The calibration consisted of fine-tuning the relationships of the model to enhance its capacity to capture stakeholders’ perspectives and describe the dynamic behavior of the system, thereby providing valuable insights for decision making (Jetter and Kok 2014). Based on the feedback gathered during the fourth phase of the workshops (Diniz et al. 2015) and supported with scientific literature, the values of weights in the models were re-adjusted (Table 2A and Table 3A) to accurately capture the stakeholders’ understanding of forest grazing in the case studies (Figs. 2A and 3A) while minimizing the authors’ contribution in the co-production process (Diniz et al. 2015, Olazabal et al. 2018, Edwards and Kok 2021, Edwards et al. 2023).
Structure analysis
FuzzyDANCES software (Groot et al. 2012 as cited in Aravindakshan et al. 2021, Alomia-Hinojosa et al. 2023, Edwards et al. 2023) was used for analyzing each FCM (Fig. 2).
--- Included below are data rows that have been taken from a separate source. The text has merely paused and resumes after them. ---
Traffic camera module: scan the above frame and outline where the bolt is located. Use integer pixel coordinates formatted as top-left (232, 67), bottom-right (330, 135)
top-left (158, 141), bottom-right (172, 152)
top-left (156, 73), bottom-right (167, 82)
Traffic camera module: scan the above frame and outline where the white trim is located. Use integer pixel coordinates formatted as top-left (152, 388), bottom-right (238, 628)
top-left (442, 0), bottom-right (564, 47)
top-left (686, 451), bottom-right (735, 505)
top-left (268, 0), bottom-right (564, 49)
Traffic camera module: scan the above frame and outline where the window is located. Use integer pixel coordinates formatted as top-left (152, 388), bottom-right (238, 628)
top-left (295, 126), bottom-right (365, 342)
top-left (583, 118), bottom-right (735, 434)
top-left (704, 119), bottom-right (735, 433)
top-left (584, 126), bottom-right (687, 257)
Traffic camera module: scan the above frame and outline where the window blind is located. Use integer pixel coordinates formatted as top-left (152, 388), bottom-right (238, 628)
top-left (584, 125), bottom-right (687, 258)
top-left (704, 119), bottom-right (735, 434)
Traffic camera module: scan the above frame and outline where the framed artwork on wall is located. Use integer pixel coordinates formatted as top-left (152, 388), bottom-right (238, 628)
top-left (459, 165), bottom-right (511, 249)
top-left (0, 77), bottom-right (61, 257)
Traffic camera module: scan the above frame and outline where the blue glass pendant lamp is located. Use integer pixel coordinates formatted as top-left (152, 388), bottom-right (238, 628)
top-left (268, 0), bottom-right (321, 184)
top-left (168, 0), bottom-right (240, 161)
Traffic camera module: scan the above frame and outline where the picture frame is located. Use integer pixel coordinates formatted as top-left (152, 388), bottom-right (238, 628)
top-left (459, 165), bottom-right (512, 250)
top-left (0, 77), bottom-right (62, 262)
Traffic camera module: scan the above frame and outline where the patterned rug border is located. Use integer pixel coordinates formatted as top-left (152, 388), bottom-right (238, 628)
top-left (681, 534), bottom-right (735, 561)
First, outdegree and indegree were estimated as the sum of the absolute values of the weights of outgoing connections and ingoing connections, respectively, and factors were classified as drivers, receivers, or standard. The centrality of each factor was calculated as an indicator of its overall contribution to the FCM (Özesmi and Özesmi 2004). Then network structural metrics of each FCM were estimated using graph theory indicators.
Second, loop dominance analysis helps to further explore the relationship between the model structure and its behavior (Schoenberg et al. 2020). Feedback loops are a key characteristic of FCM that entail circular casual relationships where (a part of) the outputs produced by a factor return as input of the same factor, leading to nonlinear dynamics and emergent behavior of the system (Kok 2009). FuzzyDANCES systematically identified the feedback loops in the FCM and measured the magnitude of the output produced by each feedback loop (loop score) by multiplying the weights of the relationships involved in the loop. Then the scores of the loops within each FCM were added to obtain the net score of the system that served to estimate the relative influence of each loop. Positive feedback loops reinforce or amplify the output of the factor leading to exponential growth in the system whereas negative feedbacks loops reduce the output, leading to stability or equilibrium in the system (Schoenberg et al. 2020, Hamilton et al. 2022).
Sensitivity analysis
A sensitivity analysis was performed (and it is necessary) to assess the robustness of the models by exploring the impact of changes in drivers’ values on the behavior of the system. We used the winding stairs algorithm based on the Monte Carlo sensitivity analysis (Jansen et al. 1994, Chan et al. 2000) in FuzzyDANCES performing 1000 windings per driver (Edwards et al. 2023). The drivers were varied with a multiplication factor settled between 0.5 and 1. Finally, linear regression analyses were estimated to relate the values of each dependent variable (factors) with the independent variables (drivers) and both regression coefficients and coefficient of determination (R²) were used, respectively, to quantify the strength of the influence of changes on target variables and to assess the contribution of the drivers’ changes to the variation of the output through the total sensitivity index (TSI; Chan et al. 2000, Alomia-Hinojosa et al. 2023).
RESULTS
Factors influencing forest grazing in the Mediterranean
Preliminary interviews with experts yielded a set of 19 factors influencing forest grazing in the Mediterranean. Most of them were used to build the FCM although slight changes were made during the workshops (Table 2). Participants in Guara agreed to include a new factor called ‘farm diversification’. Participants in Lluçanès added two new factors named ‘new entrants’ and ‘access to funding’. They also split other economic activities into raid horse breeding (a racehorse discipline that consists of long-distance races) and pork industry. Furthermore, they renamed environmental concern as knowledge and education and forest expansion as forest densification. Finally, they excluded environmental policies. The FCMs were formed by 20 factors in Guara and 21 in Lluçanès, respectively.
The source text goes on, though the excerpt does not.